Release Notes: Metrics Manager#

Version 2026.1.0#

Release Date: May 11, 2026

New

  • Server-Sent Events (SSE) Streaming — New /metrics/stream endpoint streams all metrics (system + custom) in real-time via SSE. Each connected client polls the Telegraf Prometheus endpoint independently. Browser requests receive a live HTML table; SSE clients receive raw event stream

    • Impact: Dashboards can now consume metrics without polling, enabling real-time visualizations. Replaces the old WebSocket relay model

  • Multiple Input Formats — Accept custom metrics in four formats without code changes:

    • JSON Batch (POST /api/v1/metrics) — multiple metrics with multiple fields

    • Simple JSON (POST /api/v1/metrics/simple) — single metric, simplest format

    • InfluxDB Line Protocol (POST /api/v1/metrics/influx) — standard Influx format

    • OpenTelemetry (OTLP) (POST /api/v1/metrics/otlp) — CNCF standard format

    • Impact: Any monitoring system can integrate without client library or format conversion

  • Intel NPU Telemetry — Bundled npu_reader.py script collects metrics from Intel NPU:

    • Power draw (watts)

    • Frequency, temperature, utilization

    • Memory usage, bandwidth, tile configuration

    • Supported on Meteor Lake (MTL), Arrow Lake (ARL), Lunar Lake (LNL), Panther Lake (PTL)

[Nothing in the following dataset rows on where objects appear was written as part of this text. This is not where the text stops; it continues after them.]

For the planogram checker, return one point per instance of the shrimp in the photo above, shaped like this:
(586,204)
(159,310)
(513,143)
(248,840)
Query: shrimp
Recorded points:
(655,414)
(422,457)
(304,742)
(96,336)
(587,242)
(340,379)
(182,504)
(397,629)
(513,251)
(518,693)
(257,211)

    • Impact: Full hardware observability for edge AI applications on Intel platforms

  • Custom Metrics Scripts — Drop executable scripts into /app/custom-metrics/ (shell or Python). Telegraf runs them every 10 seconds and publishes metrics automatically

    • Impact: No REST API calls needed for custom metrics. Simplest way to add application-specific metrics

  • Docker Compose & Kubernetes — Production-ready compose.yaml and Helm chart included

    • Docker Compose for standalone deployments

    • Helm chart published to OCI registry (oci://registry-1.docker.io/intel/metrics-manager:2026.1.0-helm)

    • Impact: Deploy in 3 commands on Docker or Kubernetes

  • Comprehensive API Reference — Health checks, statistics, detailed endpoint documentation

    • Basic health (GET /health)

    • Detailed health with store statistics (GET /api/health)

    • Service statistics (GET /api/v1/stats)

    • Impact: Easy to integrate into monitoring systems and dashboards

Improved

  • Debounced Persistence — Custom metrics are persisted to Telegraf with configurable debounce (default 100ms). Prevents HTTP bottleneck when ingesting high-frequency metrics

    • Impact: Support for 1000+ metrics per second without API latency spikes

  • Memory Protection — Automatic eviction of oldest metrics when in-memory limit is reached (default 100k metrics)

    • Impact: Metrics service can’t run out of memory even under sustained high ingestion

  • Structured Logging — JSON-formatted logs by default (with human-readable text option for development)

    • Impact: Easy integration with log aggregators (ELK, Datadog, etc.)

  • Rate Limiting — Per-IP token bucket rate limiting (default 1000 requests/minute per IP)

    • Impact: Protection against accidental/malicious floods; health and statistics endpoints exempt

  • Correlation IDs — Every request gets a correlation ID (auto-generated UUID or from X-Correlation-ID header) for distributed tracing

    • Impact: Easy to track requests through logs and multiple services

  • GZIP Compression — Automatic compression for HTTP responses >1 KB

    • Impact: Reduced bandwidth for metrics streaming (especially important for SSE)

Known Issues

None at this release. See GitHub issues for feature requests and discussions.


Version 2026.0.1#

Release Date: May 5, 2026

Fixed

  • SSE Stream HTML UI — Browser requests to /metrics/stream now receive an HTML page with an in-place updated metrics table (previously showed raw SSE stream)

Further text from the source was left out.